A key objection to the NLA paradigm is that the initial command would not contain enough bits of information for alignment, but the hope is that we can leverage an near-AGI LLM+'s rich linguistic understanding to address this. Almost every conventional AI safety researcher I’ve discussed this with says something like, “How would those commands contain enough information to align the AGI, especially given pervasive issues like deception and collusion?” and I think every paradigm needs to answer a version of this.
Very roughly, that could mean: agent foundations gets information from new theorems in math and decision theory; mechanistic interpretability gets information by probing and tuning models piece-by-piece; iterated amplification gets information by decomposing problems into more easily solved subproblems; and NLA gets information from natural language by combining a simple command with the massive self-supervised learner in LLMs that builds an apparently very detailed model of the world from next-word prediction and beam search. In this sense, NLA does not require the natural language command to somehow contain all the bits of a well-developed alignment theory or for the AI to create information out of nothing; the information is gleaned from the seed of that command, the corpuses it was trained on, and its own emergent reasoning ability.

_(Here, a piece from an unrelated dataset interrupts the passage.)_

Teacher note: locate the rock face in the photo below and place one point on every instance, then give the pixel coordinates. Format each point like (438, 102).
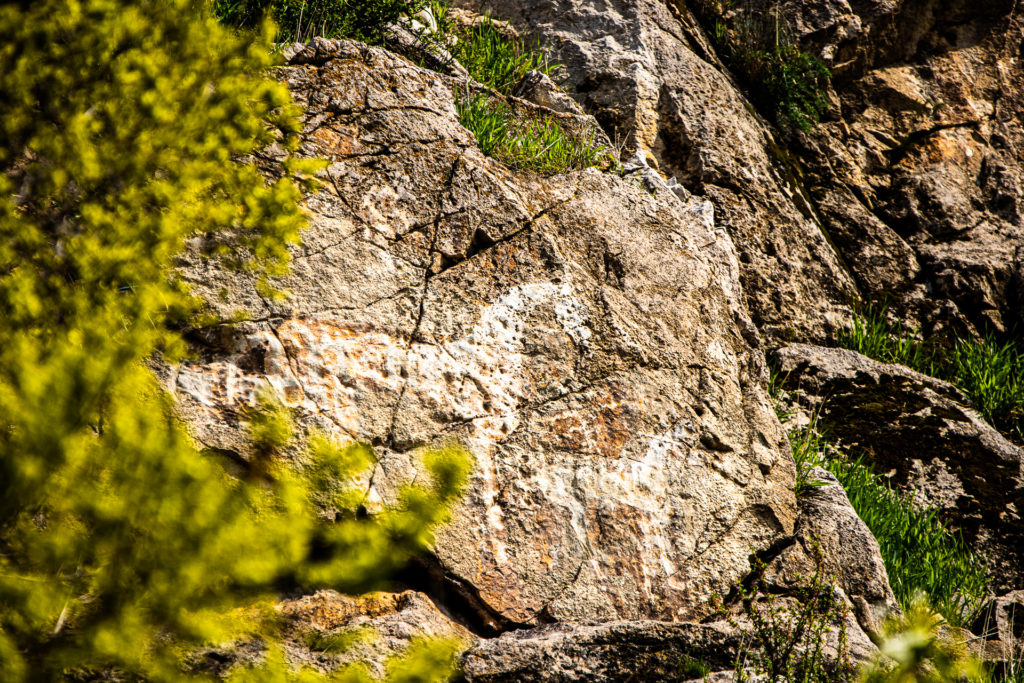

NLA seems like one of the most straightforward pathways to safe AGI from the current capabilities frontier (e.g., GPT-4, AutoGPT-style architectures in which subsystems communicate with each other in natural language), and arguably it’s already the target of OpenAI and Anthropic, but I think it has received relatively little explicit theorization and development in the alignment community. The main work I would put in or near this paradigm is reinforcement learning from AI feedback (RLAIF, like RLHF), such as Anthropic's constitutional AI (Bai et al. 2022), such as by having models that iteratively build better and better constitutions. That process could involve human input, but having “the client” too involved with the process can lead to superficial and deceptive actions so I am primarily thinking of RLAIF, i.e., without the (iterative) H. This could be through empirical approaches, such as building RLAIF alignment benchmarks, or theoretical approaches, such as understanding what constitutes linguistic meaning and how semantic embeddings can align over the course of training or reasoning.
NLA can dovetail complementary approaches like RLHF and scalable oversight. Maybe NLA isn’t anything new relative to those paradigms, and there are certainly many other objections and limitations, but I think it's a useful paradigm to keep in mind.
Thanks for quick pre-publication feedback from Siméon Campos and Benjamin Sturgeon.
“Safe” is intentionally vague here, since the idea is not to fully specify our goals in advance (e.g., corrigibility, non-deception), but to have the model build those through extraction and refinement.
Lawrence Chan calls Anthropic’s research agenda “just try to get the large model to do what you want,” which may be gesturing in a similar theoretical direction.